The two keys to budgeting are (a) negotiating and (b) preparing your plan (budget) in the quiet of your home and not when you are making a purchase.
(a) I believe every person that your income supports should be given spending guidelines and should be able to negotiate, based on facts, the guidelines. When my two daughter’s expenses were a part of my budget, they are now 42 & 40, they knew they could negotiate with me. For example, when they were in college, I gave the $50 month for spending money to purchase essentials they would have normally found at home, like tissues, toothpaste, or toilet paper. The understanding was that if they needed more than the allotted $50, and they could show me proof, I would increase the amount of their spending money. There are three other examples I can share. When they were going to a prom, and I thought it important for them to look nice at the prom, I paid 100%. When they wanted to buy a high school jacket, we negotiated that I would pay 50%. On the yearbooks, I only paid for their senior yearbook.
My daughters were provided a clothing allowance until they graduated from college. They charged purchases on their personal credit card, with a reasonable spending limit, and I would pay the credit card bill until they graduated. Then they got a new credit card for which they were totally responsible. When at school, they would call me when they were going clothing shopping and ask me “How much money do I have in my clothing allowance?” Knowing that, they could make purchases within their allotted and negotiated budget allowance or repay me for any overage from their funds.
These are just a few examples to help you understand the concept. Even younger children can be taught this concept. If you can only afford one after school activity, like soccer, cheering, dance, etc., your child can be part of the process to select the one activity.

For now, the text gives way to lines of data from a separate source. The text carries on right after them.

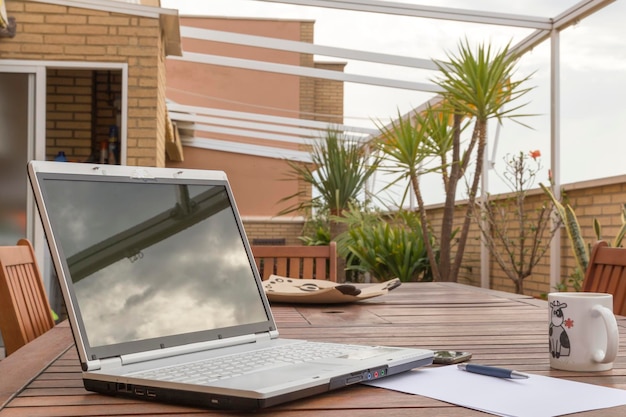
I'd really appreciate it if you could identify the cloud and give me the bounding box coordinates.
[44,180,268,347]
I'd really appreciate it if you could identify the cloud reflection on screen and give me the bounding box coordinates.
[43,179,268,347]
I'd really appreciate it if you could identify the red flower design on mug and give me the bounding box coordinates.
[529,150,541,160]
[564,318,574,328]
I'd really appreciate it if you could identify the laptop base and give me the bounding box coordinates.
[84,378,328,410]
[83,356,430,410]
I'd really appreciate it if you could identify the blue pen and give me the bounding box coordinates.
[457,363,529,379]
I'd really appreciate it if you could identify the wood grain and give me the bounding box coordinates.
[1,282,625,416]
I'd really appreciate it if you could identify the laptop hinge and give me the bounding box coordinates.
[120,334,258,366]
[260,330,279,341]
[86,356,121,372]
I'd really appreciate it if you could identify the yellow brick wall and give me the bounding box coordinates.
[298,21,315,123]
[425,193,561,296]
[243,219,305,246]
[155,33,168,167]
[424,175,626,297]
[419,204,482,287]
[46,69,93,160]
[313,62,346,125]
[2,0,166,167]
[46,69,124,162]
[230,175,626,295]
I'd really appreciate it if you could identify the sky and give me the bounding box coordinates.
[160,0,626,206]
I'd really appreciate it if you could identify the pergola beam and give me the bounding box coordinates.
[512,0,616,56]
[253,0,552,29]
[553,0,616,30]
[182,137,313,162]
[171,52,443,92]
[174,114,368,145]
[181,26,439,70]
[167,103,379,136]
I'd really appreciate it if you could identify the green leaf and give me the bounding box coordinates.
[279,129,381,217]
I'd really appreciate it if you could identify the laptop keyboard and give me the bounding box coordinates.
[130,341,372,384]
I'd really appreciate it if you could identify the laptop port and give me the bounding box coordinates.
[146,389,157,398]
[134,387,145,396]
[116,383,132,393]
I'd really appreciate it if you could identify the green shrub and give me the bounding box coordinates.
[343,210,433,282]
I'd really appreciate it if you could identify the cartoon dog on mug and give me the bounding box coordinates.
[549,300,571,358]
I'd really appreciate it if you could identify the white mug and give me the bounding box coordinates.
[548,292,619,371]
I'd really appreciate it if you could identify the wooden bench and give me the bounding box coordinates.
[251,242,337,282]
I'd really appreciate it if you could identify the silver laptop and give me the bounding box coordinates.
[27,160,433,410]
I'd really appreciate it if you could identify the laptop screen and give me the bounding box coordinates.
[37,173,271,358]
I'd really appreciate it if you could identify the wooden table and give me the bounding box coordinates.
[1,282,625,416]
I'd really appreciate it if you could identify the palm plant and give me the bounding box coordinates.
[377,104,459,282]
[280,129,380,280]
[376,39,534,282]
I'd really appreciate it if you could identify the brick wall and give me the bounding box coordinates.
[242,175,626,296]
[46,69,123,162]
[298,21,315,123]
[491,192,558,295]
[313,62,346,125]
[243,218,305,246]
[46,69,93,160]
[424,175,626,297]
[419,203,482,287]
[554,178,626,288]
[155,34,168,167]
[2,0,167,166]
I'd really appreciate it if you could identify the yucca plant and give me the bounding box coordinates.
[376,39,534,282]
[281,129,380,218]
[280,129,381,280]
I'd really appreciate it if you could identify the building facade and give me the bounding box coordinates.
[165,16,346,223]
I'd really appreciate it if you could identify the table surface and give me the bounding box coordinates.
[1,282,625,416]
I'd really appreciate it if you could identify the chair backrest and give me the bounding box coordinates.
[582,240,626,316]
[0,239,55,356]
[251,242,337,282]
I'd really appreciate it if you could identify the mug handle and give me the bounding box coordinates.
[591,305,619,364]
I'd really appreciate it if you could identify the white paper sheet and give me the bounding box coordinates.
[365,365,626,417]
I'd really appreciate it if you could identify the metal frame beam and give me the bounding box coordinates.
[181,26,438,70]
[170,52,442,92]
[167,103,379,136]
[182,137,312,162]
[254,0,552,29]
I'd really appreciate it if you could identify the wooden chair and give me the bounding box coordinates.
[582,240,626,316]
[251,242,338,282]
[0,239,55,356]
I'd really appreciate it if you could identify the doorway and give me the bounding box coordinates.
[0,62,127,355]
[0,72,30,246]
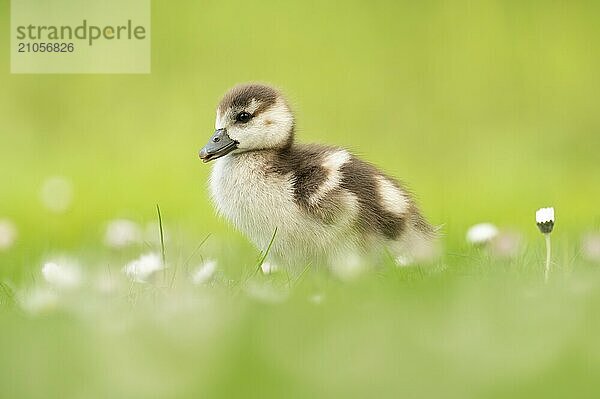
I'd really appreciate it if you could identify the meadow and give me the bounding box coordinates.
[1,1,600,397]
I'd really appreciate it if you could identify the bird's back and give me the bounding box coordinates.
[272,143,434,240]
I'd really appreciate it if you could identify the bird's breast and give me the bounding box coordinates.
[208,152,361,263]
[209,153,299,248]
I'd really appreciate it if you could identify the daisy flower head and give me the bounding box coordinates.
[466,223,498,246]
[536,206,555,282]
[260,261,279,275]
[41,260,82,289]
[191,259,217,285]
[536,207,555,234]
[123,252,164,283]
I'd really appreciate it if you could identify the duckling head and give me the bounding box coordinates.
[199,83,294,162]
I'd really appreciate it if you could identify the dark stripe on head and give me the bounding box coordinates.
[218,83,279,114]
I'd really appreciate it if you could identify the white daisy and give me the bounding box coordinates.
[123,253,164,282]
[41,260,82,289]
[536,207,555,282]
[466,223,498,245]
[0,219,17,251]
[104,219,142,248]
[260,261,279,275]
[191,260,217,285]
[536,207,555,233]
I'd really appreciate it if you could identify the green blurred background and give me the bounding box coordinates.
[1,1,600,397]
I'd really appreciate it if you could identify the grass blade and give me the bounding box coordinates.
[252,227,278,277]
[156,204,167,282]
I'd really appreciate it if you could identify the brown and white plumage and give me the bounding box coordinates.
[200,83,435,268]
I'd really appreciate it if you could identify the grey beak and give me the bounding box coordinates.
[199,129,239,163]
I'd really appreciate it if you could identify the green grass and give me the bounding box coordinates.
[2,230,600,398]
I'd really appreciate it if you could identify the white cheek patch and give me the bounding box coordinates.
[308,150,350,205]
[228,98,294,150]
[375,176,409,216]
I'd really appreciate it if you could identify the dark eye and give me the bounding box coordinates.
[235,111,252,123]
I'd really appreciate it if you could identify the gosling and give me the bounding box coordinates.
[199,83,436,270]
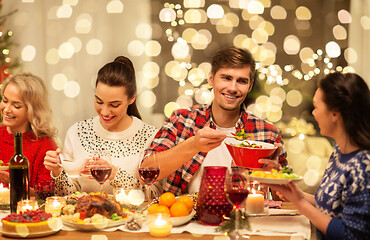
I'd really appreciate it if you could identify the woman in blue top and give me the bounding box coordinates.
[269,72,370,240]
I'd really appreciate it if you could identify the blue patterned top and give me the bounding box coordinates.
[315,145,370,239]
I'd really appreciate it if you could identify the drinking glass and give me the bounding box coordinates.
[35,181,55,201]
[90,150,112,194]
[138,153,159,201]
[224,168,250,240]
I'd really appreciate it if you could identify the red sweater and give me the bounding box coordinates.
[0,126,57,188]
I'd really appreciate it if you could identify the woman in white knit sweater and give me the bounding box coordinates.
[44,56,159,196]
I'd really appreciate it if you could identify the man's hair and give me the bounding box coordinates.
[211,46,256,81]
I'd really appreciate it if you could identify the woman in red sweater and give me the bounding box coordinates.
[0,73,58,192]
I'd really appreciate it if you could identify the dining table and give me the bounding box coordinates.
[0,202,315,240]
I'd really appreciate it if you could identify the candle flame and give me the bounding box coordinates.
[0,183,3,189]
[251,188,256,194]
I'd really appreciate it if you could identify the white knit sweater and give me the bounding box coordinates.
[52,116,160,196]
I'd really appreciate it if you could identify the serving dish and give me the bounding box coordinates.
[170,209,196,226]
[249,175,303,185]
[61,216,126,231]
[225,138,277,169]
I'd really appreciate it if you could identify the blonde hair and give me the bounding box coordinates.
[1,73,57,139]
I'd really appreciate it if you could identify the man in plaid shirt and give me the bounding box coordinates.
[145,47,287,195]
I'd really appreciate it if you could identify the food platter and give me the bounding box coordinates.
[0,166,9,171]
[61,216,126,231]
[249,175,303,185]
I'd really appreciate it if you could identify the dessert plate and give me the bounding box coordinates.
[1,226,61,238]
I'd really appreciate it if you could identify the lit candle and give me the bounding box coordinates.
[114,188,129,205]
[246,188,264,214]
[148,213,172,237]
[17,200,39,213]
[114,187,145,206]
[45,196,66,216]
[0,183,10,204]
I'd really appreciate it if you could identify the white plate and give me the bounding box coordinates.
[171,209,196,226]
[268,209,300,216]
[61,217,126,231]
[249,175,303,185]
[1,226,61,238]
[0,166,9,171]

(b) Preparation of a budget is a serious matter and thus should done in a quiet environment with paper and calculator or computer. When you go to make a purchase, you should know how much money you have in the category where that money is listed. Purchasing decisions should not be made emotionally in a store, but based on what you have previously decided or previously negotiated. If you budget does not have enough money set aside, the purchase should not be made. NOTE: Budgets can always be adjusted, but not in the store.